Josette Goulart, Alexa Salomão, O Estado de S.Paulo

01 Junho 2017 | 18h12

A Justiça Federal determinou o bloqueio de R$ 800 milhões da JBS. O valor equivale ao suposto lucro conseguido com operações no mercado de câmbio, graças a informação privilegiada.

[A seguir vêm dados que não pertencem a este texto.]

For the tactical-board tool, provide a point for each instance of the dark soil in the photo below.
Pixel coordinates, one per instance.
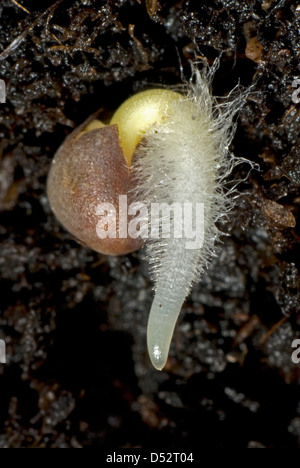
(77, 372)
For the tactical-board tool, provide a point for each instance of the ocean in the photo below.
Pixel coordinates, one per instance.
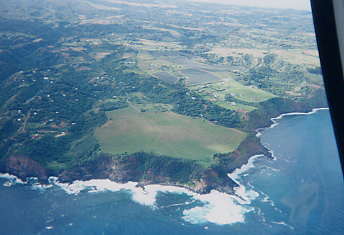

O argumento no processo judicial é que esse ganho teria sido possível porque os acionistas, ainda quando estavam fazendo a delação, dimensionaram que tanto o dólar quanto a Bolsa sofreriam um grande impacto quando viesse a público o áudio da conversa entre o presidente Michel Temer e o empresário Joesley Batista. Teriam se antecipado e lucrado. Leia aqui a íntegra da decisão.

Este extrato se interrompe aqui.